研究の概要:2007年12月の助成申込書から
 途中経過:2008年 9月の中間報告から

研究の概要 : 2007年12月の助成申込書から

本調査研究では、運動当事者へのインタビューを通して、川辺川ダムをめぐる反対運動の「歴史的事実」を記述することを目的としている。

多目的ダム計画である川辺川ダム計画をめぐる今日の反対運動は、90年代初頭にその萌芽が見られる。以来、運動を全国規模に展開させ、裁判闘争や漁業権の強制収用に対して対抗し、勝利をおさめてきた。計画が白紙化した2005年以降、再度国土交通省によってダムを前提とした河川整備計画が策定されたが、ダム利水の最大受益地相良村の事業撤退(2006.8.2)、発電事業の撤退(2007.6.15電源開発による)、利水事業の休止(2007.11.22農水大臣明言)など、ダム計画史上かつダム反対運動史上、類をみない展開をみせているといっても過言ではないだろう。

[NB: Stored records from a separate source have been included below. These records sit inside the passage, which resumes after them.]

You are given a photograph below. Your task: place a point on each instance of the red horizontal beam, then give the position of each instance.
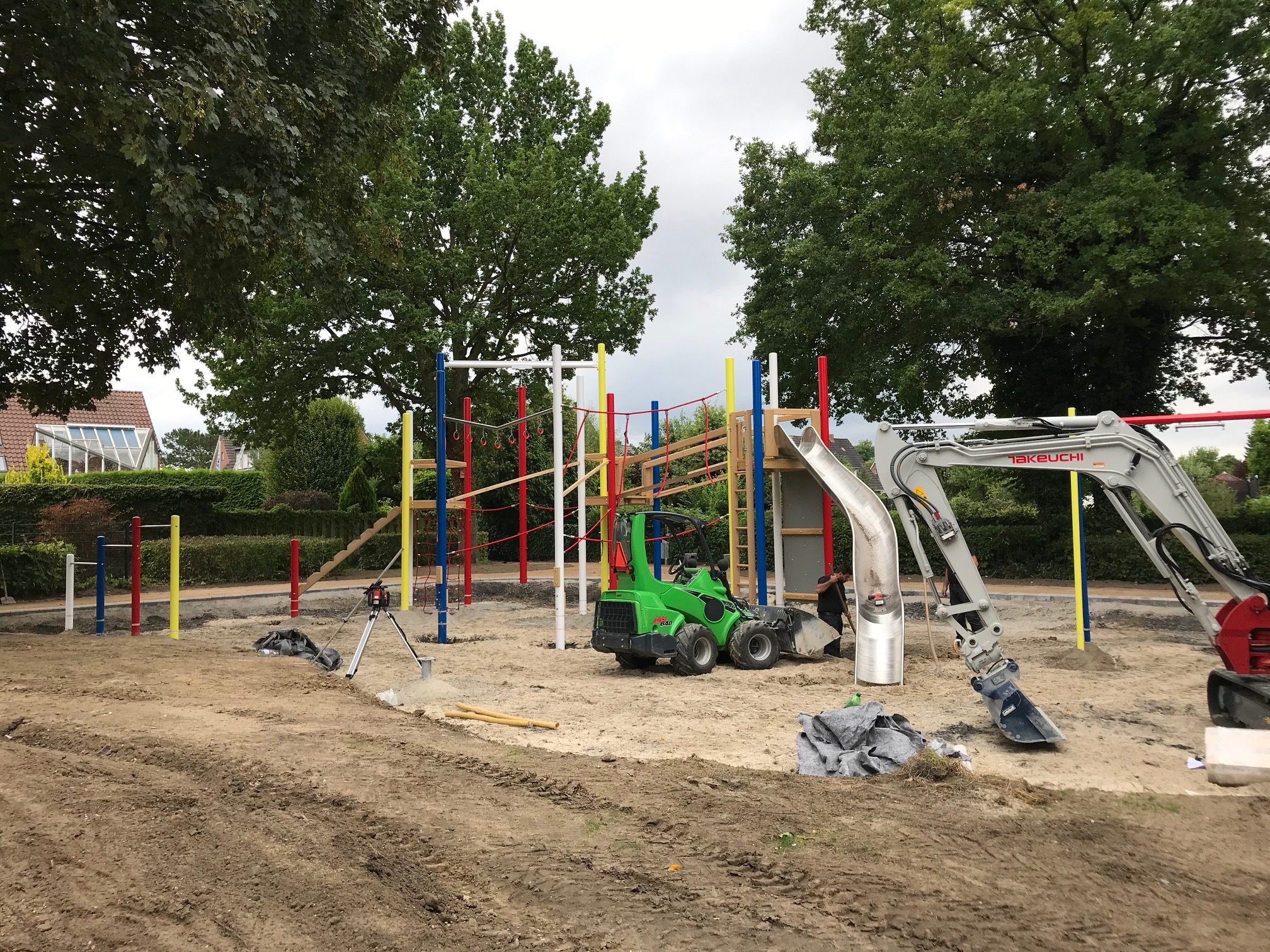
(1199, 418)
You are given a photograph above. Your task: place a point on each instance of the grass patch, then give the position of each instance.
(929, 766)
(790, 841)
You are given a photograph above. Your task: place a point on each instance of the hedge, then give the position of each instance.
(244, 489)
(35, 570)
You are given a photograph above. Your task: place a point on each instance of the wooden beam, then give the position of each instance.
(432, 465)
(501, 485)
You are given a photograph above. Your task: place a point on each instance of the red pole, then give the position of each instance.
(136, 574)
(467, 503)
(822, 368)
(612, 490)
(522, 436)
(295, 578)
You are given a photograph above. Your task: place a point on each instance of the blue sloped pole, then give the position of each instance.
(657, 499)
(757, 533)
(442, 562)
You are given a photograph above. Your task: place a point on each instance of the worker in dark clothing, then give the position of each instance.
(831, 601)
(956, 594)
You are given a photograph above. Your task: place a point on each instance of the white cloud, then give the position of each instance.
(684, 79)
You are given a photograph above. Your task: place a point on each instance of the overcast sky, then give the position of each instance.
(684, 79)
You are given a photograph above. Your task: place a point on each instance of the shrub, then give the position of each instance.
(357, 494)
(323, 450)
(41, 468)
(244, 489)
(79, 522)
(35, 569)
(301, 499)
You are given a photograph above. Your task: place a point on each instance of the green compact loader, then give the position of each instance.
(694, 618)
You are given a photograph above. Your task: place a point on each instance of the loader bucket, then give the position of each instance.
(801, 632)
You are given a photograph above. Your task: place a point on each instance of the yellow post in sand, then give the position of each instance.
(1077, 563)
(407, 508)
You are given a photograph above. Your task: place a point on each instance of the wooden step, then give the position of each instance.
(351, 547)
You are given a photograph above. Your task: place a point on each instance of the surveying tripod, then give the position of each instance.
(377, 601)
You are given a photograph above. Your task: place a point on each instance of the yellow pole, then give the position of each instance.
(174, 579)
(1076, 552)
(604, 471)
(729, 376)
(407, 509)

このような注目すべき展開をみせている川辺川ダム反対運動であるが、この反対運動に焦点をあて具体的な運動展開を論じた調査研究は、ほとんどなく既存の研究は運動の概略を述べるにとどまっている。本調査研究では、具体的な運動展開について、運動が顕在化する以前から今日まで焦点をあて、その「歴史的事実」を記述したい。

申請者が出会った運動当事者からの言葉の、印象的なものの一つに、次の言葉がある。

「社会を変えるのは、思想ではなく、事実である。」

研究者の果たすべきことの一つが、歴史を記述し、考察し、そこから教訓を得るための準備をすることであると、申請者は考えている。振り返るための一つの「歴史的事実」を記述し、その「事実」を考察し、発信していきながら未来へつながる政策を考えていきたい。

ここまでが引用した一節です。